SURFSIDE, UNITED STATES (AFP) – The scores of people missing in the collapse of the beachfront condo building in Florida are no longer just a dry number but have names and faces thanks to a makeshift memorial erected nearby.
On a chain link fence at a site serving as a staging ground for rescue teams and equipment, photos of some of the missing illustrate the desperation of their loved ones, waiting for news after the sudden and still unexplained tragedy in the wee hours of last Thursday (June 24).
Behind the fence, a block away, smoke drifts up from the rubble of the Champlain Tower South building, half of which fell like a house of cards, while cranes and other heavy machinery groan with the work of moving concrete and steel rubble.
As of Saturday night, five people are confirmed dead and 156 who may have been in the building when it came tumbling down in the middle of the night in this beach town near Miami are unaccounted for.
One photo on the fence shows a father and his adolescent son – Alfredo, in glasses and bearded, and young Lorenzo – with the word “MISSING” and this note: “A family friend tells me they were in unit 512.”
Other photos show an older couple seated at a restaurant, a young man in suit and bow tie, and a couple standing on a beach – identified as Ilan Naibryf and Deborah Berezdivin.
Passages from the Bible are written on Post-it notes attached to some of the pictures.
Beside the photos, well-wishers have stuck flowers in the fence and set candles on the ground.
“You can see the smoke off in the distance, and here the faces of the missing.
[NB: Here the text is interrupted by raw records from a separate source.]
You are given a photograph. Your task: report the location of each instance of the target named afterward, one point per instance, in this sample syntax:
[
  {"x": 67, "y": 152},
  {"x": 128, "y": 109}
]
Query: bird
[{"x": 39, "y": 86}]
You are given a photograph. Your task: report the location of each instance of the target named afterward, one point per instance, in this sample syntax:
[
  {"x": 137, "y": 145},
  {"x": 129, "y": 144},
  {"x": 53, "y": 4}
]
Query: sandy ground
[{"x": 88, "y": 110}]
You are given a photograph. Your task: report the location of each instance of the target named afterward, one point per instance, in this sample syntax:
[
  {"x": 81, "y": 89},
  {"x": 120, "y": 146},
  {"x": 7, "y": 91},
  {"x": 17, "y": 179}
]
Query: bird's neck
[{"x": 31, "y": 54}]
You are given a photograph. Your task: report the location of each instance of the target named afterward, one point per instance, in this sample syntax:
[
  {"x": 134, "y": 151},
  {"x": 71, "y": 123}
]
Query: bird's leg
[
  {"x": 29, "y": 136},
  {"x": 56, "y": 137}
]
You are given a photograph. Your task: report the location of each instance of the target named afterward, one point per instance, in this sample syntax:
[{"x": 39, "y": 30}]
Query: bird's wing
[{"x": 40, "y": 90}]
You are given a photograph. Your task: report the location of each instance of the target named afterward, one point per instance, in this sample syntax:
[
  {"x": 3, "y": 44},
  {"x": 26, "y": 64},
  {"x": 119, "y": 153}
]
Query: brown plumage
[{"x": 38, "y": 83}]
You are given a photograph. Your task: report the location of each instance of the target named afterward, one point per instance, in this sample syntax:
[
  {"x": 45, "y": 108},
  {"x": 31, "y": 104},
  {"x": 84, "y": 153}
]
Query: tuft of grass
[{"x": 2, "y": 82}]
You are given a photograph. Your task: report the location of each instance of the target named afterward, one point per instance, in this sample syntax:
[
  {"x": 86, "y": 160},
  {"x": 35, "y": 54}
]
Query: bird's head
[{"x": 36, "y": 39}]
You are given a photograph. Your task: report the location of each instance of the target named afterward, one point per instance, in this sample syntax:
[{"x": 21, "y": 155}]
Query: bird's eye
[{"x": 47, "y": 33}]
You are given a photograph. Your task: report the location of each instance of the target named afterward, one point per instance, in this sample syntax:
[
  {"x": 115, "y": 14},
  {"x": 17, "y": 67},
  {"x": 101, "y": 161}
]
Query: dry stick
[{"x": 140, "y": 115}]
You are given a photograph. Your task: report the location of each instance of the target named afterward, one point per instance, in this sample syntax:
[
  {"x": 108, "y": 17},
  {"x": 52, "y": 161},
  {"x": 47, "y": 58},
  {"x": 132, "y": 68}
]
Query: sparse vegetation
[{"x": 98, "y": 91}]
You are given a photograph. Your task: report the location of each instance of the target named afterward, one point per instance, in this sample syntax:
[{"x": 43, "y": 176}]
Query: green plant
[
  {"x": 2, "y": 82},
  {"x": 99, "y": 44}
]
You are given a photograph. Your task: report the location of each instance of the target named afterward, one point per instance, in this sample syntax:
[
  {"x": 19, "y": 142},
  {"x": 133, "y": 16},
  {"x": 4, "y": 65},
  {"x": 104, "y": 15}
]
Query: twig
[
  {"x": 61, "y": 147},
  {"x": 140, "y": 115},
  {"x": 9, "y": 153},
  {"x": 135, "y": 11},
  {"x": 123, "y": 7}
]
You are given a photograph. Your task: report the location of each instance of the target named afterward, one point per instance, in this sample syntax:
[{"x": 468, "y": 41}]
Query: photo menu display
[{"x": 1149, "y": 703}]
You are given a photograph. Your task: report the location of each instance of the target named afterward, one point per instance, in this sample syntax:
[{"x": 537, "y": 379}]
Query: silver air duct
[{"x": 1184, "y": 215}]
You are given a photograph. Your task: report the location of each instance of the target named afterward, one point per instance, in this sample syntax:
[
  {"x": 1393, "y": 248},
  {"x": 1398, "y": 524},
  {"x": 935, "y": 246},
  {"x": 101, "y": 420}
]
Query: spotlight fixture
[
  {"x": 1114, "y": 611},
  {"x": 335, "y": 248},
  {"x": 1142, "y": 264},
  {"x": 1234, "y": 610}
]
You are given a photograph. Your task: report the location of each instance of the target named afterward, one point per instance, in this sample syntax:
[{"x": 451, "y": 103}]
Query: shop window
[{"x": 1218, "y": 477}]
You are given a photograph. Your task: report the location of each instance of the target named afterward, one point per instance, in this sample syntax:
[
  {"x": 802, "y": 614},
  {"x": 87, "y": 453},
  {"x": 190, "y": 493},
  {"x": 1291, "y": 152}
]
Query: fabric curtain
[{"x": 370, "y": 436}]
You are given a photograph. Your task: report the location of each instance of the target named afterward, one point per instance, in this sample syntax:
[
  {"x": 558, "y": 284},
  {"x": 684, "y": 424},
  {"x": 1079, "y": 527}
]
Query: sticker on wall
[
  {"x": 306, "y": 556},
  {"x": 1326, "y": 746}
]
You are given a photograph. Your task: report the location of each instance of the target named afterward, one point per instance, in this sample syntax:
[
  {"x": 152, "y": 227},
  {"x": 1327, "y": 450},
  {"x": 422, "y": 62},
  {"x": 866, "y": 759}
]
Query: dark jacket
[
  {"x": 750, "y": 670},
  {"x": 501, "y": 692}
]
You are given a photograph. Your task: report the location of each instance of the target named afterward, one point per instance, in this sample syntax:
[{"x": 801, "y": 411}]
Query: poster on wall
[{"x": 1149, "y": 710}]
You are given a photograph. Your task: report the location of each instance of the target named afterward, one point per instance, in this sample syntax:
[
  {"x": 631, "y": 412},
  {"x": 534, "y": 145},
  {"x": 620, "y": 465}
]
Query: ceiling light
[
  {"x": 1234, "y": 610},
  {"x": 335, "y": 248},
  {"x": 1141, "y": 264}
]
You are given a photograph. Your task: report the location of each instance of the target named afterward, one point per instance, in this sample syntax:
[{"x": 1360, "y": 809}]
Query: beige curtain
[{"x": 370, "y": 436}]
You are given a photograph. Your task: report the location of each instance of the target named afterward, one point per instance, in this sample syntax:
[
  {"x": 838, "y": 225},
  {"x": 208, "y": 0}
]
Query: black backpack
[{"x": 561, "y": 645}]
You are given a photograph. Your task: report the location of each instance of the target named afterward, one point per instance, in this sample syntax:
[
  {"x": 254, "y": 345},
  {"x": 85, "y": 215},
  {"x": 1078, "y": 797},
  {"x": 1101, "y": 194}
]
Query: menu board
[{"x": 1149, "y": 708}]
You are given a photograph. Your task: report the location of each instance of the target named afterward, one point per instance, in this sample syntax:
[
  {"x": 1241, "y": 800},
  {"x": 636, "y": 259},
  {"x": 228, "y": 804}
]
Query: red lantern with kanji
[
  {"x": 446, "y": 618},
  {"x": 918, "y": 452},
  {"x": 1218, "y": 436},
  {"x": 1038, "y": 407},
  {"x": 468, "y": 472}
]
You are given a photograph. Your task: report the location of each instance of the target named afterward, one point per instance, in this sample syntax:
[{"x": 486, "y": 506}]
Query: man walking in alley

Now they are unforgettable,” said Ms Olivia Ostrow, a French woman who has lived in Surfside for 20 years. “These parents, these children. They are people just like us,” Ms Ostrow said, her eyes filling with tears.
Ms Gina Berlin, who has lived in the neighbourhood for nearly 30 years, said she came to the memorial to pray for the missing.
“I am still in shock,” said the 54-year-old, who has two friends who live in the part of the building that remained standing and were able to get out safely.
The memorial went up in a noisy and bustling spot as electrical generators from the rescue effort hum and trucks come and go. At one point police even barred people from stopping at the memorial fence.
A few blocks away, a quiet park has also become a memorial for the missing.
On the corner of a street with small houses, people have posted more photos and flowers on the fence of a dog park, again with names of missing people, their apartment numbers and messages of support.
Ms Dana Culvin, 53, said she had the idea to do this last Friday. “I just want to send thoughts and prayers and love to the whole community and specifically those waiting for answers,” she said.
Ms Daniela Calzadilla, 48, sat on a bench as her dog Paco played nearby. “It’s a place where you can find peace,” she said. “I know a lot of families from the area that are missing, meditation is always good to feel calm in your mind and body.”
As he walked past the park, Mr Raphael Amar, a 63-year-old Jew who was born in Morocco and has lived in Surfside for 20 years, paused at the memorial.
He was returning from synagogue, where he said the atmosphere was quiet and sad because of all the people still unaccounted for. Many of them are from the local Jewish community.
The memorial at the park, he said, “shows that we are one community in a small town. We are all neighbours. That creates an extraordinary sense of unity”.